The second approach is to add a new element to act as your React root. This is useful for when you simply want to overlay new functionality without disrupting whatever the host is currently rendering.

import ReactDOM from 'react-dom';
import React from 'react';
import NewComponent from './NewComponent';

const parent = document.getElementById('parent');
const root = document.createElement('div');
parent.appendChild(root);
ReactDOM.render(<NewComponent />, root); 
// Everything that used to be children 
// of parent is still mounted

With both approaches, you still have to keep in mind that at any point, the parent’s props or internal state could change causing a re-render. This will unmount your component for good, requiring you to observe for changes to keep it mounted on the DOM.

Improvements To Make

I was thrilled to find out that React is extensible enough to be easy to use on top of existing apps. There are still ways I think these workflows could be made easier.

Host applications could provide hooks into their internal React state to modify desired components safely instead of relying on simulating user events, which could be very prone to error.

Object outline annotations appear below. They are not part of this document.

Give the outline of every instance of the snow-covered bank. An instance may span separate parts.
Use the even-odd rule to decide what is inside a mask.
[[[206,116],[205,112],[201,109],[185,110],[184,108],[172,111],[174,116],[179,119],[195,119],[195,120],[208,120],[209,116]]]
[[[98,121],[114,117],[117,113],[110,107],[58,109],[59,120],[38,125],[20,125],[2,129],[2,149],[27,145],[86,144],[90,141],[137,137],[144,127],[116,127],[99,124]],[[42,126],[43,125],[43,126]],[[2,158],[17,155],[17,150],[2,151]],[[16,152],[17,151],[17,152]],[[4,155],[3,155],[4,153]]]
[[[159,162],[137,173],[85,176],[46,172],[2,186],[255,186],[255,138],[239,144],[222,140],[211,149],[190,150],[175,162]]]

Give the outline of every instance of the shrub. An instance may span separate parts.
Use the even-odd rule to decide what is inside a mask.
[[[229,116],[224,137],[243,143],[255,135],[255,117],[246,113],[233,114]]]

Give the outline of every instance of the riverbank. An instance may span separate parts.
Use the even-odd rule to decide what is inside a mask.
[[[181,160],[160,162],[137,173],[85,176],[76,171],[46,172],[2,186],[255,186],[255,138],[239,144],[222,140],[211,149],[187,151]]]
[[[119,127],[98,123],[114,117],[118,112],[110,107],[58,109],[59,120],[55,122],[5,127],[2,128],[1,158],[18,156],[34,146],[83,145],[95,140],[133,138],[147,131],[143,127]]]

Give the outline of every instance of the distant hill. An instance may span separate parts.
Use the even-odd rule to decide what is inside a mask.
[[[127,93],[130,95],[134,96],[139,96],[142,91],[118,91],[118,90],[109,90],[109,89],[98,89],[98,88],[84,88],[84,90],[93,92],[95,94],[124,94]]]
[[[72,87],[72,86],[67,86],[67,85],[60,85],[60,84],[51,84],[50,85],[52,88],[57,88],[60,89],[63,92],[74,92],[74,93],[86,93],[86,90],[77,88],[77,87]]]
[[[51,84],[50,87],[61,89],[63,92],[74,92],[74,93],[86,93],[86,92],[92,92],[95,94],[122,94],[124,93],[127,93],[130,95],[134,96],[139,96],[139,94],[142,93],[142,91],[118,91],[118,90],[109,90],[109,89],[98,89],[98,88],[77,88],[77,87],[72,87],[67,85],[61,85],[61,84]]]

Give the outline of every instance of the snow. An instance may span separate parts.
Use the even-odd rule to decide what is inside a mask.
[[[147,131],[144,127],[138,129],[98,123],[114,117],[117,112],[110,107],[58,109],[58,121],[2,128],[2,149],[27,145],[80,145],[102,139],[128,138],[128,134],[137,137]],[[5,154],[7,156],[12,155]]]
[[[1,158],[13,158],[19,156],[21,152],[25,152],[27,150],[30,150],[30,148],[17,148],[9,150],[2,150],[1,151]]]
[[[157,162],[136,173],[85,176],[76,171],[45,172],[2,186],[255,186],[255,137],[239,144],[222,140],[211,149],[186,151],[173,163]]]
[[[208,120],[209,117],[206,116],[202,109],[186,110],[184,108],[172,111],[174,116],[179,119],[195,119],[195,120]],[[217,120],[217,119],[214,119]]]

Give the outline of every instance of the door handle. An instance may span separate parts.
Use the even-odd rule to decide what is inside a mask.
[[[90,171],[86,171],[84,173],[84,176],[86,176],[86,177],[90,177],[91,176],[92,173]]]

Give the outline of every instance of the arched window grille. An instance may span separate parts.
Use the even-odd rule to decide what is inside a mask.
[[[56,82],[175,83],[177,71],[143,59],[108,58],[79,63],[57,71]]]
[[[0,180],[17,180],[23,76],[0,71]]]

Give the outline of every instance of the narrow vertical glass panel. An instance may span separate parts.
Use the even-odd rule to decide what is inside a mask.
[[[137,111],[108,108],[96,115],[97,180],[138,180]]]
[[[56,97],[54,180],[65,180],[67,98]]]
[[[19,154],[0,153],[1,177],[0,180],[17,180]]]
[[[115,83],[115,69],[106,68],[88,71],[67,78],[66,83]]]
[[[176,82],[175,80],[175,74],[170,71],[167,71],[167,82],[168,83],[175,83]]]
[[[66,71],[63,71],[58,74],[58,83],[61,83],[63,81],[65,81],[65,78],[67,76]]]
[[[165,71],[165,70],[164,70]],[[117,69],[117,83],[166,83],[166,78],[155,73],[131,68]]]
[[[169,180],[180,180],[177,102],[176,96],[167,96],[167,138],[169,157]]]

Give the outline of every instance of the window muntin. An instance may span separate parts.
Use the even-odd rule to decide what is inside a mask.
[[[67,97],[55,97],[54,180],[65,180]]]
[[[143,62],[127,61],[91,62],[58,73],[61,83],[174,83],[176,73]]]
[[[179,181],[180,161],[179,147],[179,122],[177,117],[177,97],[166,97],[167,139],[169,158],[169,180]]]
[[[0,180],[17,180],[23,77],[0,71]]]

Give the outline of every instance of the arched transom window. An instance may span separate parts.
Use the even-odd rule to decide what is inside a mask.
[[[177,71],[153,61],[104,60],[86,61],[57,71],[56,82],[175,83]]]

Host applications could also emit common event types that extensions could listen in on so that scripts are not degrading application performance with Mutation Observers.

Finally, if both the extension and the host are written in React, there should be a way to expose React within the context of the script being run. This would allow extension developers to be able to build and share new functionality without having to bundle both React and ReactDOM, which take up a considerable amount of space.